Precession of Justice

          I'm watching a black and white newsreel, from the end of World War Two. It's showing a strange procession through Berlin shortly after it's capture by the Allies. The procession is a large motorcade - a military accompaniment - to a small, ornate carriage made of gold and glass, pulled by a pair of horses. Inside that carriage are two people - a man and a woman - that the newsreel commentator announces as the highest-ranking Nazi surviving the war and his wife. They are being taken by the Americans to stand trial.

          The scene shifts slightly, and now I'm a part of it, following the motorcade. Now it is in Washington DC, where the captured Nazi's trial will proceed. I am some sort of minor Washington bureaucrat and, for whatever reason, me and my fellows have been told to join in this public exhibition of a great criminal.

          As I'm walking, I'm talking to an acquaintance of mine, wondering why we are even bothering with this trial. Everyone knows that it is a foregone conclusion, that this man will be found guilty and executued. I mention that I don't condone the death penalty, nor do I approve of kangeroo courts. My companion doesn't quite agree with me, as he feels that the Nazis deserve whatever punishment they get, but the disagreement between us is mild. After all, it would be very sticky if our debate was somehow misunderstood and I got branded as being disloyal.

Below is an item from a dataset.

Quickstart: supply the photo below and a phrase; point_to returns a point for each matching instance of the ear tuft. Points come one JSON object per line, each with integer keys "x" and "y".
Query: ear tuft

          The procession ends at a building made specifically for the war crimes trials - a huge edifice of white marble in the DC neoclassic style. Over two hundred steep marble stairs lead up to the front entrance, and the one on trail is slowly taken up them, with much sense of ceremony and deliberation. My fellow office-bees and myself head around to the back entrance, which has a much more convenient elevator.